Chef Jarle in my kitchen getting bacon started.

TIME TO SEAR YOUR CHOPS

White chops are cooking, thinly slice shallots and place in a large miximg bowl. Once potatoes are tender place them on top of your sliced shallots so that they wilt. They’ll also become a little sweeter this way while retaining some of that sharp bite. Add in remaining whole grain mustard and leave until ready to server.


ASSUMING YOU DIDN’T FUCK THE CHOPS UP

 While your chops are resting, take yogurt and reserved bacon and  add it to the potatoes and mix gently but thoroughly, i like to add fresh herbs at this point and dealers choice. All green herbs work. My go to’s are green onion or chive, parsley or marjoram and dill. Mint would also work and give you a unique flavor profile. Rosemary, thyme, oregano. Really anything you want and dont fuckin skimp. Fresh herbs make your food taste like you might actually know what your doing. Its a great defense from your friends thinkin you can barely boil water. 

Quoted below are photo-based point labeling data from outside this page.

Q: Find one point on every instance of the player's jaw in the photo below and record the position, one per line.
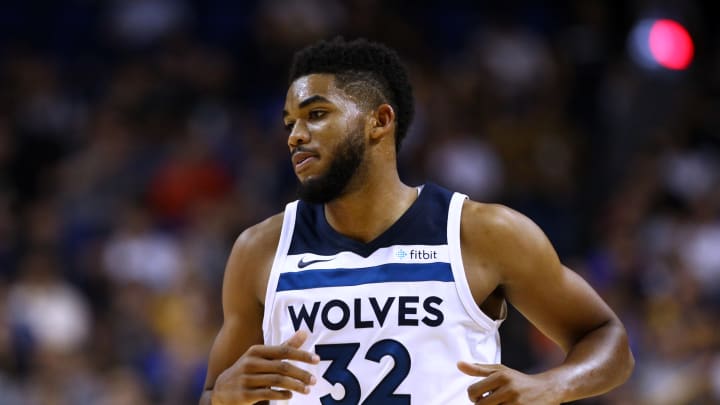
(303, 160)
(326, 184)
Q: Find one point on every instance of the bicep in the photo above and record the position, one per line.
(242, 310)
(552, 297)
(560, 303)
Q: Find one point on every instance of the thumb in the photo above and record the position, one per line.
(478, 370)
(297, 339)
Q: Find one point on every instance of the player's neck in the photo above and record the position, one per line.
(369, 209)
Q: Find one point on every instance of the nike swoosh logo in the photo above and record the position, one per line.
(304, 263)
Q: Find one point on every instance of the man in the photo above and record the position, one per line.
(369, 291)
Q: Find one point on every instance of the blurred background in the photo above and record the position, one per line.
(138, 138)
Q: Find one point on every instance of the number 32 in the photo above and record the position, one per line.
(337, 372)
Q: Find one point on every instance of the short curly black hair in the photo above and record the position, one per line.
(370, 71)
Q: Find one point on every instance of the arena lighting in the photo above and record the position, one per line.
(661, 43)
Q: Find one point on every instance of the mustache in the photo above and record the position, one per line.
(299, 149)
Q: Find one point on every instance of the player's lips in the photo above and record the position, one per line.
(301, 159)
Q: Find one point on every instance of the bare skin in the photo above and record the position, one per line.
(506, 257)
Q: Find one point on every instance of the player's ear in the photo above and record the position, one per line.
(382, 122)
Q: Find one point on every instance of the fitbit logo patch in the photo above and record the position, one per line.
(416, 254)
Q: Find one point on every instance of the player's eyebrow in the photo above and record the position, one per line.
(310, 100)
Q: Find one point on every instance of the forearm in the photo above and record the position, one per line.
(205, 398)
(597, 363)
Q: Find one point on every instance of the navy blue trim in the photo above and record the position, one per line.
(424, 223)
(391, 272)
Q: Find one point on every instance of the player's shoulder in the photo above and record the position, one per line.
(498, 228)
(263, 236)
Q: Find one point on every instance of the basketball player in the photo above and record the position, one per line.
(369, 291)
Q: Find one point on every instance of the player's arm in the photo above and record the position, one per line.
(554, 299)
(241, 370)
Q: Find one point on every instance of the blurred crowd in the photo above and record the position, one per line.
(138, 138)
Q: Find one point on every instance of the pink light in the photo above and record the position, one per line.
(671, 45)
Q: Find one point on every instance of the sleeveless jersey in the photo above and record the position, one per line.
(389, 319)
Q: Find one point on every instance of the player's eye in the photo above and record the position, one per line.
(316, 114)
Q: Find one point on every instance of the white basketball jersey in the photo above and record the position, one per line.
(389, 319)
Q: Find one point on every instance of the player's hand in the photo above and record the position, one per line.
(250, 379)
(503, 385)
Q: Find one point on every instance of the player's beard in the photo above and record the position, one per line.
(334, 182)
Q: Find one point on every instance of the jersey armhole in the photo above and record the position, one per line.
(458, 268)
(286, 234)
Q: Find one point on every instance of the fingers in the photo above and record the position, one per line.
(283, 382)
(297, 339)
(280, 369)
(289, 350)
(497, 397)
(489, 390)
(478, 370)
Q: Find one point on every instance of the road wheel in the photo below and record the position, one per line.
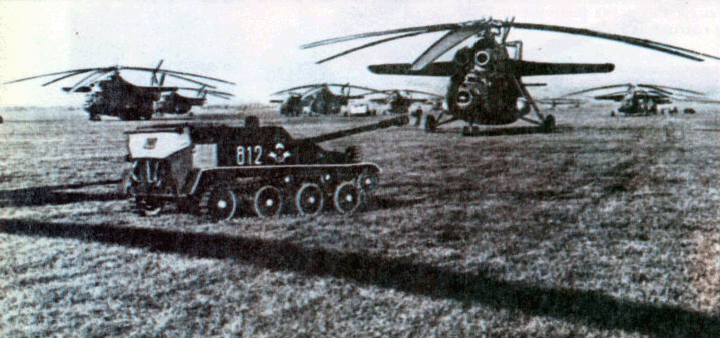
(149, 207)
(430, 124)
(220, 203)
(346, 198)
(310, 199)
(267, 201)
(548, 124)
(368, 181)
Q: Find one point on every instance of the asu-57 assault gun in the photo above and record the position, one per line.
(217, 169)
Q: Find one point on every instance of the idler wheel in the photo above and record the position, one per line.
(267, 201)
(430, 124)
(220, 203)
(346, 198)
(149, 207)
(310, 199)
(548, 124)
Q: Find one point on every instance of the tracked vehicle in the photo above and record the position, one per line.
(218, 170)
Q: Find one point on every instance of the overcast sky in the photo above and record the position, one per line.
(255, 43)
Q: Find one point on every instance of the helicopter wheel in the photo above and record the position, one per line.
(149, 207)
(220, 203)
(430, 124)
(310, 199)
(548, 124)
(268, 201)
(346, 198)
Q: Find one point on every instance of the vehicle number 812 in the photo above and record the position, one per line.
(249, 155)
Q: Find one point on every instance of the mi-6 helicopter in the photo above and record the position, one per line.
(174, 103)
(398, 101)
(318, 98)
(485, 78)
(644, 99)
(110, 94)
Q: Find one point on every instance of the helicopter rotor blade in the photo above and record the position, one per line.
(674, 50)
(598, 88)
(64, 77)
(191, 80)
(318, 85)
(458, 30)
(61, 73)
(368, 45)
(92, 77)
(153, 78)
(671, 88)
(450, 40)
(418, 30)
(433, 69)
(530, 68)
(145, 69)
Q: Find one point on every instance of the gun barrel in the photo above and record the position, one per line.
(398, 121)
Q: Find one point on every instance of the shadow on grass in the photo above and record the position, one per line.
(54, 195)
(589, 307)
(485, 131)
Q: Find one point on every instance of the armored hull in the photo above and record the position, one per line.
(220, 171)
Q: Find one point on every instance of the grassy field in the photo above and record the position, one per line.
(606, 228)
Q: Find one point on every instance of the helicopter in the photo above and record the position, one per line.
(110, 94)
(318, 99)
(174, 103)
(560, 101)
(486, 84)
(643, 99)
(398, 101)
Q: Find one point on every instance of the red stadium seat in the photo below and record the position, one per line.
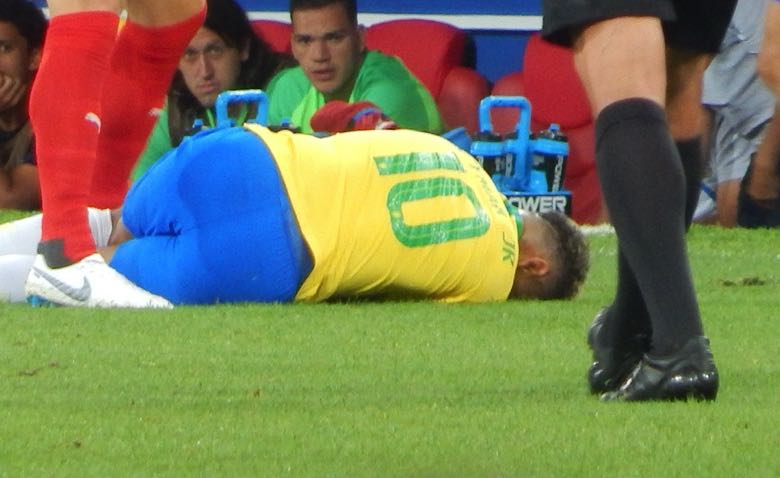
(275, 33)
(551, 84)
(435, 52)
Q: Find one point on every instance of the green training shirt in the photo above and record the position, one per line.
(383, 80)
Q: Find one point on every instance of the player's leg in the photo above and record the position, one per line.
(642, 179)
(65, 114)
(145, 58)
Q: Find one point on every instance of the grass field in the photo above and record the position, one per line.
(388, 390)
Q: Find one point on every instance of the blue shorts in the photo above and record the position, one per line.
(213, 223)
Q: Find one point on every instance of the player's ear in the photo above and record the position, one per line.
(535, 266)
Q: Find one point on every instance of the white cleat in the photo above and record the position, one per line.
(87, 283)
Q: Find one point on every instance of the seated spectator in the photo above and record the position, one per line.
(333, 62)
(740, 107)
(292, 217)
(225, 54)
(759, 199)
(22, 29)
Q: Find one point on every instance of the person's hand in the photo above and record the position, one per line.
(338, 116)
(12, 91)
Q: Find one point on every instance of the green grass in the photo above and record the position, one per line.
(396, 389)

NOW, I’m assuming this is pretty straight forward for you so keep up. In a larger serving dish add you potatoes and you cabbages that you probably forgot about. Make it pretty and then slice your pork chops and place on top. Take the liquid from the braised cabbage and spoon it over the top of the whole deal like i did in the pictures and if you really wanna look cool, tear up some more of the herbs i told you to use and sprinkle them over the top of the whole dish, Et voila. You look like a chef. Simple. Straight forward, ingredient driven comfort food.